На 14-15 день после подсадки эмбрионов проводят анализ на ХГЧ, который подтвердит или опровергнет наступление беременности.
Супердлинный протокол ЭКО
Протокол продолжается более полугода, в течение которого под влиянием гормонов подавляется работа яичников, блокируются менструации – женщина вводится в искусственный «климакс».Особенность супердлинного протокола – это применение инъекционных гормонов пролонгированного действия (1 введение каждые 27 дней). После достижения регрессии патологических очагов эндометриоза приступают к этапу стимуляции. Дальнейшие этапы сверхдлинного протокола аналогичны другим программам ЭКО.

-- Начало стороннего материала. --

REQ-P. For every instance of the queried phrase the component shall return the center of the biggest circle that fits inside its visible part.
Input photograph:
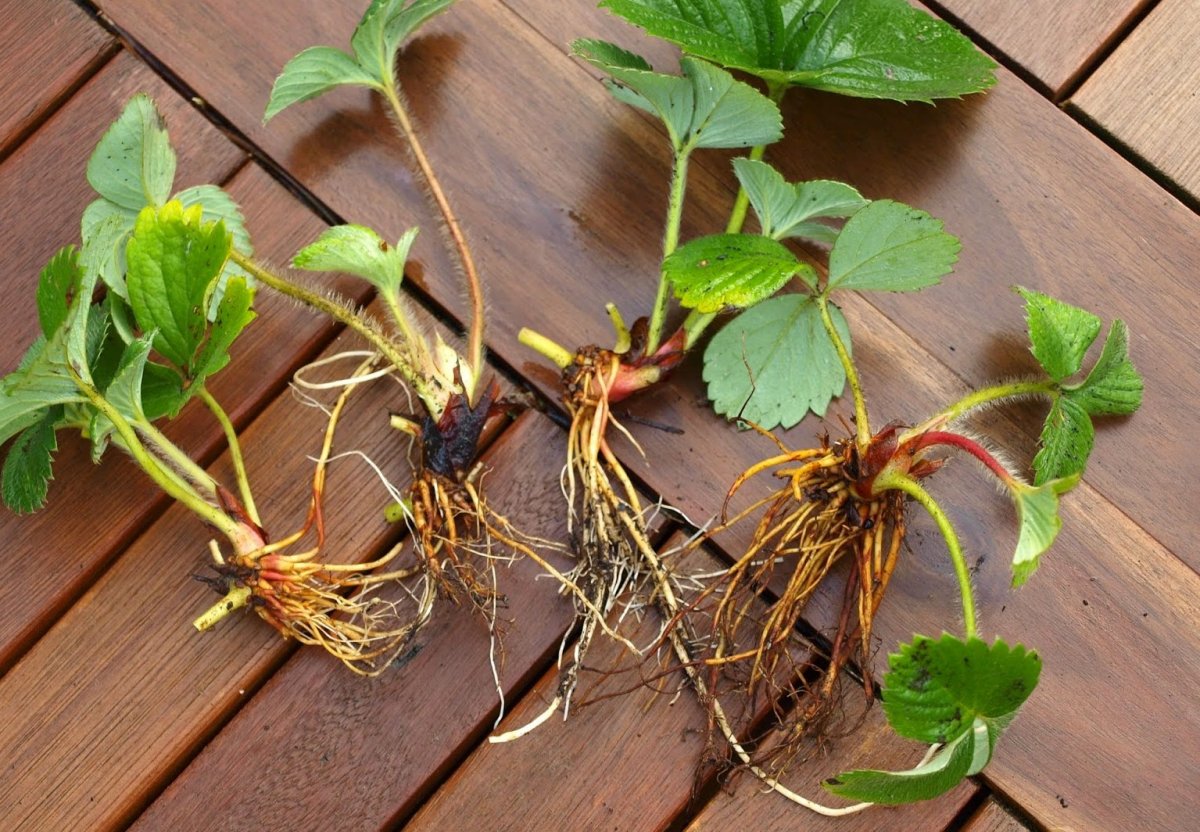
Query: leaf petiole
(239, 462)
(895, 480)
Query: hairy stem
(978, 399)
(239, 462)
(863, 428)
(670, 243)
(474, 287)
(169, 483)
(339, 313)
(892, 480)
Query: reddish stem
(965, 444)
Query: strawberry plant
(870, 48)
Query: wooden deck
(1068, 178)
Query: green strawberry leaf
(28, 470)
(383, 30)
(961, 694)
(721, 270)
(934, 690)
(1037, 508)
(891, 247)
(360, 251)
(1060, 334)
(133, 165)
(1114, 385)
(959, 759)
(1066, 442)
(313, 72)
(233, 316)
(41, 381)
(705, 107)
(124, 393)
(381, 33)
(174, 262)
(57, 286)
(867, 48)
(774, 363)
(789, 210)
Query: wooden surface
(993, 816)
(49, 48)
(1053, 41)
(115, 713)
(1147, 99)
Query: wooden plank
(1055, 42)
(631, 761)
(49, 48)
(354, 753)
(115, 699)
(1145, 94)
(63, 548)
(993, 816)
(985, 162)
(1003, 168)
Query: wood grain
(994, 816)
(1033, 196)
(1053, 41)
(1145, 94)
(49, 48)
(630, 762)
(114, 700)
(361, 752)
(61, 548)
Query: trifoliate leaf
(124, 393)
(934, 690)
(174, 261)
(868, 48)
(1114, 385)
(789, 210)
(1060, 334)
(28, 470)
(774, 363)
(358, 250)
(57, 286)
(891, 247)
(1037, 509)
(133, 165)
(712, 273)
(1066, 442)
(312, 72)
(705, 107)
(41, 381)
(384, 28)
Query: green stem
(474, 286)
(862, 425)
(172, 452)
(898, 482)
(670, 243)
(239, 462)
(337, 312)
(742, 203)
(171, 484)
(694, 325)
(979, 399)
(559, 355)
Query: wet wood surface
(118, 713)
(1146, 97)
(1054, 42)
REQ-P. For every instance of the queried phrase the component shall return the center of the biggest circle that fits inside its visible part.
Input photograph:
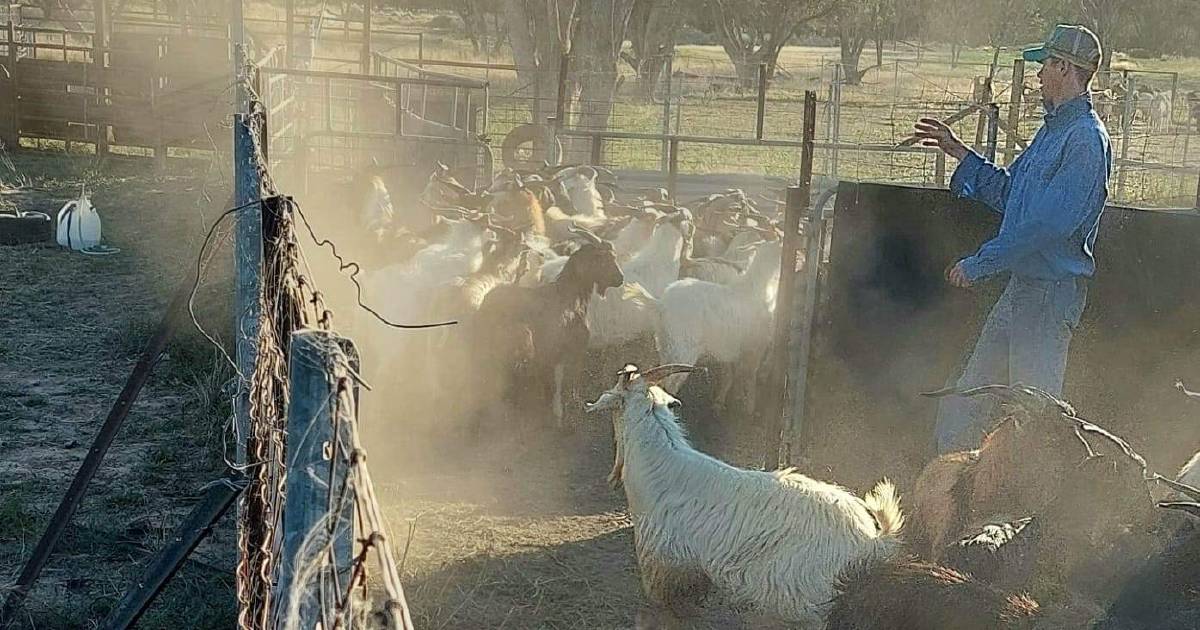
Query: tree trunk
(537, 52)
(474, 21)
(595, 61)
(851, 53)
(652, 25)
(747, 60)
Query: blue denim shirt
(1051, 198)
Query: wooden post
(760, 117)
(667, 70)
(1126, 129)
(552, 141)
(1198, 193)
(329, 103)
(311, 493)
(562, 94)
(673, 167)
(400, 109)
(366, 36)
(1017, 93)
(100, 37)
(219, 497)
(835, 115)
(781, 378)
(289, 15)
(993, 126)
(1175, 94)
(597, 150)
(983, 99)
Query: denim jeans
(1025, 341)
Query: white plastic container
(78, 226)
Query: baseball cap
(1074, 43)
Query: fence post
(247, 263)
(673, 167)
(1175, 94)
(761, 114)
(366, 36)
(667, 70)
(1014, 111)
(1128, 112)
(993, 126)
(789, 367)
(561, 94)
(1198, 193)
(317, 475)
(12, 135)
(835, 115)
(552, 141)
(289, 12)
(99, 48)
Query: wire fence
(291, 303)
(1150, 117)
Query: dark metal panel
(891, 328)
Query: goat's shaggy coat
(909, 594)
(775, 540)
(731, 324)
(529, 339)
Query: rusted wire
(291, 301)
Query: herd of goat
(546, 271)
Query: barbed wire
(291, 301)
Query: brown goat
(1084, 486)
(911, 594)
(529, 341)
(520, 210)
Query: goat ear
(657, 375)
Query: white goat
(401, 291)
(658, 263)
(378, 215)
(579, 184)
(634, 237)
(774, 540)
(729, 323)
(1191, 472)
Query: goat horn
(587, 234)
(1182, 505)
(1194, 395)
(1032, 400)
(655, 375)
(1183, 489)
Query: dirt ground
(73, 327)
(515, 535)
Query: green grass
(17, 520)
(879, 112)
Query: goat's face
(517, 207)
(633, 385)
(443, 190)
(597, 265)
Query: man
(1051, 198)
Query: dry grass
(75, 329)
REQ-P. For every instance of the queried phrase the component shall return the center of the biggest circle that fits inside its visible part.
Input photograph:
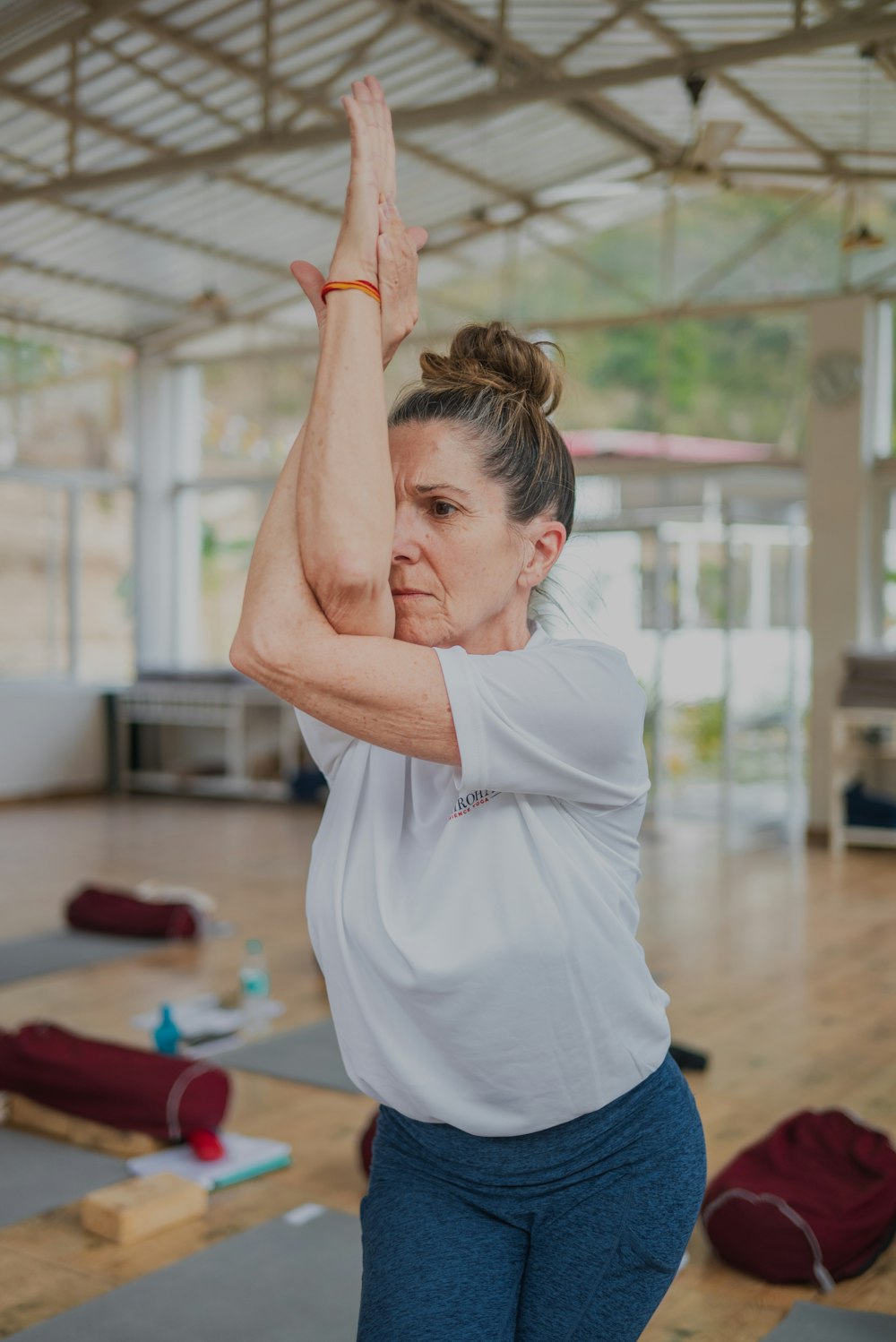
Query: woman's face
(452, 545)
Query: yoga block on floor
(140, 1207)
(81, 1131)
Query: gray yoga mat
(809, 1322)
(66, 949)
(38, 1174)
(278, 1282)
(309, 1055)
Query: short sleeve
(564, 719)
(326, 745)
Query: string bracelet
(351, 283)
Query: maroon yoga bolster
(134, 1088)
(99, 908)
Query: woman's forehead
(432, 446)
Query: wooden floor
(780, 964)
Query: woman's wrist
(351, 267)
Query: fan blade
(712, 142)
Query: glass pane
(107, 614)
(693, 690)
(890, 576)
(253, 411)
(64, 406)
(228, 522)
(34, 574)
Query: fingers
(312, 282)
(370, 128)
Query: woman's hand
(394, 247)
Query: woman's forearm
(280, 609)
(346, 497)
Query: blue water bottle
(167, 1034)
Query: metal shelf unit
(170, 762)
(845, 754)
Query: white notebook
(245, 1157)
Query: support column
(164, 409)
(842, 577)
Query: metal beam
(153, 231)
(70, 31)
(754, 245)
(208, 160)
(317, 96)
(479, 39)
(8, 261)
(884, 59)
(660, 30)
(8, 314)
(298, 348)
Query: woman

При снижении качества и количества яйцеклеток используется модифицированная технология ЭКО с интрацитоплазматической инъекцией сперматозоида (ИКСИ). Перед процедурой ИКСИ проводится тщательный отбор зрелых ооцитов с морфологически нормальной структурой.
Если на момент имплантации эмбрионов обнаруживается неполноценность эндометрия, то эмбрионы подвергаются криозаморозке. Подсаживание эмбрионов производят в последующих циклах, когда слизистая матки будет готова к приему зародышей.
Причины «бедного ответа»
Основными причинами плохого ответа яичников на стимуляцию являются:
- возраст — этот показатель обратно пропорционален овариальному резерву: чем старше женщина, тем труднее забеременеть, поскольку с возрастом количество яйцеклеток только уменьшается;
- аутоимунные заболевания — функционирование рецепторов ФСГ к клетках гранулезы блокируется антителами к ФСГ;
- уменьшение размеров яичников после операций или лечения эндометриоза;
- старение яичников.
Возраст половых желез не всегда соответствует биологическому — у женщин с большим овариальном резервом больше шансов забеременеть в старшем возрасте.
Эффективность ЭКО
На результаты процедуры ЭКО влияют многих факторы:
- Возраст пациентки. В 20-35 лет больше шансов на успех, нежели у 40-летних женщин, у которых запас фолликулов в яичниках уменьшается с каждым годом, а заболевание значительно ухудшает и качество ооцитов.
- Расположение эндометриоидных очагов. По статистике, ЭКО при наружном генитальном эндометриозе дает больший процент успешной беременности.
- Степени патологического процесса. Чем ниже стадия эндометриоза, тем более вероятность, что ЭКО с первой попытки приведет к беременности. Если у пациентки наблюдаются массивные спаечные процессы в малом тазу, кистозные поражения – это негативно влияет на адекватную реакцию яичников в ответ на гормональную стимуляцию и на приживление эмбриона.
В случае наружного генитального эндометриоза 1-2 степени процент успешных программ ЭКО составляет 12-16%, при 3-4 степени – 8-14%.
Факторы риска слабого ответа в программе ЭКО
Плохую реакцию яичников на гормональную терапию можно диагностировать после попытки стимуляции. Но есть и другие моменты, которые помогают спрогнозировать реакцию женщины на лечение. Это дает возможность адаптировать протокол к особенностям пациента прежде, чем приступить к работе.
Наиболее важные факторы, указывающие на высокую вероятность низкой реакции яичников:
- возраст;
- менее 5 примордиальных фолликулов, визуализирующихся при помощи УЗИ;
- антимюллеров гормон ниже 1 нг/мл;
- базальный уровень ФСГ выше 10 мМЕ/мл;
- базальный уровень эстрадиола;
- соотношение ЛГ/ФСГ;
- уровень ингибина В ниже 45 пг/мл (подтверждает снижение овариального запаса;
- объем яичников;
- результат пробы с кломифеном.
Если в прошлом у женщины уже были попытки гормональной стимуляции яичников, нужно учитывать результативность попыток.